A son tour, la cellule estudiantine de la DYFEGOU demande aux autorités de mettre fin aux exactions militaires à Butembo

A son tour, la cellule estudiantine de la DYFEGOU demande aux autorités de mettre fin aux exactions militaires à Butembo

La Cellule estudiantine a été invitée au dialogue social convoqué ce vendredi 4 novembre par les forces vives de la ville de Butembo. Les échanges tournaient autour de la situation sécuritaire actuelle à Butembo caractérisée par des incidents mortels et qui sont attribués aux forces de l’ordre. Le but était aussi de réfléchir sur les voies et moyens de renforcer les relations et la collaboration entre les autorités et la population. Des propositions concrètes ont été adressées aux autorités locales.

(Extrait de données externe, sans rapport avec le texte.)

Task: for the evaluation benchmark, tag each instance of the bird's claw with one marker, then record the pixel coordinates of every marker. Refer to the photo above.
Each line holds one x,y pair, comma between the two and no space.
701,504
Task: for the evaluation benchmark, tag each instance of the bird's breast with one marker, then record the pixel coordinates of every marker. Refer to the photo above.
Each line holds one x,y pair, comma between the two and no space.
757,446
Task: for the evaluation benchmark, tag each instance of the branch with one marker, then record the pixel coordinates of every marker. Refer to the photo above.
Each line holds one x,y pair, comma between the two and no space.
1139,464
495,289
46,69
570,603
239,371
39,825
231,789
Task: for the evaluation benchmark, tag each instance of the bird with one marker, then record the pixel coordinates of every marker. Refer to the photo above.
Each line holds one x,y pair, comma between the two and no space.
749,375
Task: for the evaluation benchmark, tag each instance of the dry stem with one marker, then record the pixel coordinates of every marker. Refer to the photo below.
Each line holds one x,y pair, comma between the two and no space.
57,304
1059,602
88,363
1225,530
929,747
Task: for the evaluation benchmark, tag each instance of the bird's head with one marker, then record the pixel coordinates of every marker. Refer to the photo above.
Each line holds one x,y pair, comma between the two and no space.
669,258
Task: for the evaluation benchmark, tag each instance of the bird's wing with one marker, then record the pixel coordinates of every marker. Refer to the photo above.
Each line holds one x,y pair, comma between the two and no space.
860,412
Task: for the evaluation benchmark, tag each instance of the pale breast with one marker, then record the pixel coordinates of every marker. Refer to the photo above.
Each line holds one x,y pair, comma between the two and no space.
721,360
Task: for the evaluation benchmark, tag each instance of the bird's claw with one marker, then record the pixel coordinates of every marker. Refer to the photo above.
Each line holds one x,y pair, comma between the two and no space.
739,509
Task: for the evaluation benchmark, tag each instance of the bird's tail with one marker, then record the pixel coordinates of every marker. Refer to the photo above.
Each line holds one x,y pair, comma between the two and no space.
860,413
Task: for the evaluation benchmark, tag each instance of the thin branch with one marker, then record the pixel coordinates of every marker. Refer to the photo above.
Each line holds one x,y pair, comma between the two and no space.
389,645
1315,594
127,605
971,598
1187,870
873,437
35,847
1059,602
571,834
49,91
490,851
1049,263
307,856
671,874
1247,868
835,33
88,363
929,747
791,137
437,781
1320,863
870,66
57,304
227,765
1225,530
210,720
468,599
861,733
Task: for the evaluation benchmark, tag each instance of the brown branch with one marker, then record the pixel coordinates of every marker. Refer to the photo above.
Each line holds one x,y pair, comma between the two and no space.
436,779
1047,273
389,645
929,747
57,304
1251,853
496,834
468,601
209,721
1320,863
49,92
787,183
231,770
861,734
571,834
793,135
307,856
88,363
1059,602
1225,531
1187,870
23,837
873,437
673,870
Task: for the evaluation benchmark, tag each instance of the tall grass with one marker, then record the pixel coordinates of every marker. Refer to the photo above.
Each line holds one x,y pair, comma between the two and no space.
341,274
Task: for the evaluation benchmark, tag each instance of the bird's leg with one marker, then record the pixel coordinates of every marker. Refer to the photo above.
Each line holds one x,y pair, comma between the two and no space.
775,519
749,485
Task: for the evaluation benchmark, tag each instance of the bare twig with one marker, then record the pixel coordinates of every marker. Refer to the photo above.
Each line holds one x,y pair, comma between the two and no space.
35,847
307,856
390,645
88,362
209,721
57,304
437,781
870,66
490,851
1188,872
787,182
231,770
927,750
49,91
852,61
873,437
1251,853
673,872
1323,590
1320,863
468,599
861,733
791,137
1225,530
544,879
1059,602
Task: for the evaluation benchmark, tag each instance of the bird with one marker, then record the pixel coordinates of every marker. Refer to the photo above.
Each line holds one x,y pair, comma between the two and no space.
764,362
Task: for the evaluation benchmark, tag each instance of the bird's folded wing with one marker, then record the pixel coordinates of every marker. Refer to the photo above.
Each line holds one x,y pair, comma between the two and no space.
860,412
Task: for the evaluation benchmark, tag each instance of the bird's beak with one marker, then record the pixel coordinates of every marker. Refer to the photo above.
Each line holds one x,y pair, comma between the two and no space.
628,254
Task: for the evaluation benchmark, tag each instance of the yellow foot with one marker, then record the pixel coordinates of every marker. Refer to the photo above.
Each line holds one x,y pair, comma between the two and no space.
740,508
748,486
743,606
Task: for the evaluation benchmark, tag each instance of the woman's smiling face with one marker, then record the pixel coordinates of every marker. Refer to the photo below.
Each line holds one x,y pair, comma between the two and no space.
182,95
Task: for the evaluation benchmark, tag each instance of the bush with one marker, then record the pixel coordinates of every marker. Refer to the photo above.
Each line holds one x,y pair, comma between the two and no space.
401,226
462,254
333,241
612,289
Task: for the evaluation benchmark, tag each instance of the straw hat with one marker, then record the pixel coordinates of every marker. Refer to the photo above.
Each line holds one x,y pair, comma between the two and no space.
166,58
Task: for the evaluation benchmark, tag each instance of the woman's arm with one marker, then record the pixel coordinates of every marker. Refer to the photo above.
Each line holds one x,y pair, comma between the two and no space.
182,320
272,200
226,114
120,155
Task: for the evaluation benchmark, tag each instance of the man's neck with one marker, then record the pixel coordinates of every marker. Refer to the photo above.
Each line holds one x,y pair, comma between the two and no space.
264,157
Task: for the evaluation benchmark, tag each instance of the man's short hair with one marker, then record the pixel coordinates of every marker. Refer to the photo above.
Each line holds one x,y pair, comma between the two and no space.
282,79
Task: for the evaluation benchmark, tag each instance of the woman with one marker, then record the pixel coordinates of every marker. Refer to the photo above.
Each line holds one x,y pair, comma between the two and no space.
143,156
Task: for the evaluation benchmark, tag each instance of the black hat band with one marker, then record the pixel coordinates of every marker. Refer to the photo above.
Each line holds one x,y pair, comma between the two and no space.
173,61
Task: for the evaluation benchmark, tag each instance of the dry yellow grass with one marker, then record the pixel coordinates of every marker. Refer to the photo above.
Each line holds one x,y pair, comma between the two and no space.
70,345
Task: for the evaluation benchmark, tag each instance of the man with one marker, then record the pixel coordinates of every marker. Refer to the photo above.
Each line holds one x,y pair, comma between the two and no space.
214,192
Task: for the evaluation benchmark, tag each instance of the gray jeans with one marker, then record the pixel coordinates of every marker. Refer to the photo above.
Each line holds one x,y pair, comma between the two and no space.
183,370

« En ma qualité de membre de la cellule estudiantine de la DYFEGOU, j’ai personnellement salué la convocation de ces assises. C’est une bonne initiative qui est aussi opportune vue la situation sécuritaire que la ville traverse ces derniers temps », a indiqué Mademoiselle KASOKI Christelle qui a pris part à cette séance d’échange.

Elle a saisir cette occasion pour dénoncer certains cas  de tracasseries dont sont victimes certains habitants.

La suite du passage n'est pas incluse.